My soon-to-be blog home, Big Think, is having Penn back for an interview on Friday, and they’re soliciting reader questions. Presumably, he’ll answer some of them. If you’ve got a question for him, post it in the comments on Big Think (or post it here – I’ll send them in to the overlords).
This one is mine:
Hello Penn,
Glad to see you’re doing this. I’ve followed you with interest for a long time – I met you after your show in Vegas a few years ago, though I’m sure you don’t remember. (I still have a picture of me and you, though!)
I just finished reading God, No!, and I was hoping you’d address a conflict I find in your thinking. From the book and from watching shows like Bullshit!, I know you’re an atheist who values skepticism and critical thinking. But in that book, you’ve also made it clear that you’re a libertarian who values a minimal state and considers it immoral to tax people for any other reason, even if the goal is something good like education or medical research.

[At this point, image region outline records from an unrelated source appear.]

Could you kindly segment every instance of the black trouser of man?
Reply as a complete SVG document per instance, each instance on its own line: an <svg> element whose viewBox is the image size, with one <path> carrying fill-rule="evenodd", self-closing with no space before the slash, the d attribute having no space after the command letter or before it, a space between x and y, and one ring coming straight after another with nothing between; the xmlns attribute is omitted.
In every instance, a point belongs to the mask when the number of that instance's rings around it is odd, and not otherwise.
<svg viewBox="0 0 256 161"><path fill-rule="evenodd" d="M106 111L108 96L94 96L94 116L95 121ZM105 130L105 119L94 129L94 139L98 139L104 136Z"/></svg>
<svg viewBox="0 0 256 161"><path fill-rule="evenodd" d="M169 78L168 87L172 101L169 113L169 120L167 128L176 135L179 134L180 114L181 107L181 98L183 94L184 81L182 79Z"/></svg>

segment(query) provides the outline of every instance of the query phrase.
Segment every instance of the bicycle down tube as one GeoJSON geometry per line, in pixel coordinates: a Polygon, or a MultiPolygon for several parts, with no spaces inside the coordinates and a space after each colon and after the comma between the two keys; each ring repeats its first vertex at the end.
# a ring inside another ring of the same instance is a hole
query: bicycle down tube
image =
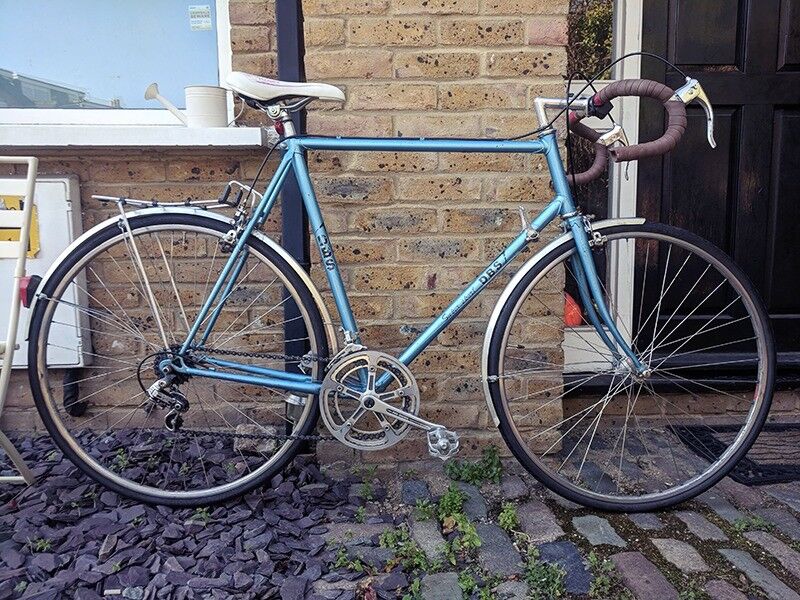
{"type": "MultiPolygon", "coordinates": [[[[308,214],[311,233],[319,249],[326,277],[331,287],[334,302],[339,313],[346,341],[358,342],[358,327],[353,315],[350,301],[342,281],[339,266],[334,255],[333,246],[311,184],[308,168],[305,163],[307,150],[348,150],[348,151],[390,151],[390,152],[484,152],[484,153],[524,153],[543,154],[547,160],[550,177],[553,182],[555,196],[550,203],[536,216],[509,245],[469,284],[428,327],[414,339],[398,357],[403,364],[410,364],[425,348],[442,332],[470,302],[480,294],[489,283],[501,273],[505,267],[522,252],[528,244],[538,238],[538,234],[557,217],[562,217],[566,227],[575,239],[577,256],[575,276],[589,321],[598,335],[608,346],[615,358],[622,354],[627,356],[637,370],[644,367],[633,353],[629,344],[621,335],[612,316],[609,314],[603,299],[599,276],[591,256],[591,249],[584,230],[583,217],[576,211],[572,194],[567,182],[564,166],[561,161],[555,132],[547,132],[536,140],[481,140],[481,139],[425,139],[425,138],[343,138],[343,137],[292,137],[282,142],[284,154],[275,174],[270,181],[263,198],[248,219],[236,245],[223,267],[220,278],[215,282],[208,298],[200,310],[180,352],[188,350],[205,324],[201,342],[205,342],[214,327],[227,295],[238,276],[240,254],[246,251],[245,244],[254,228],[260,226],[268,217],[278,193],[290,169],[295,177],[303,197],[303,204],[308,214]],[[591,299],[593,302],[586,302],[591,299]],[[216,303],[216,305],[215,305],[216,303]],[[610,337],[609,337],[610,334],[610,337]],[[621,350],[621,352],[620,352],[621,350]]],[[[240,371],[230,373],[213,369],[203,369],[181,365],[179,372],[187,375],[211,377],[227,381],[263,385],[299,393],[316,393],[319,382],[308,375],[287,373],[278,369],[269,369],[254,365],[205,357],[204,360],[225,369],[240,371]]]]}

From the work of sociologists like Gregory S. Paul, we know that religion and other kinds of harmful superstition flourish best in poverty-stricken, unstable, uneducated, grossly unequal societies. If we as a society don’t commit to educating people, to teaching them how to think, and to providing them some measure of peace and prosperity in this world, they’ll always be fearful, ignorant, and hungry for miracles – easy prey for any religious huckster or demagogue who comes along. And you know as well as I do how this threatens the well-being of the rest of us. Do you think that a true libertarian state could ever effectively address this problem?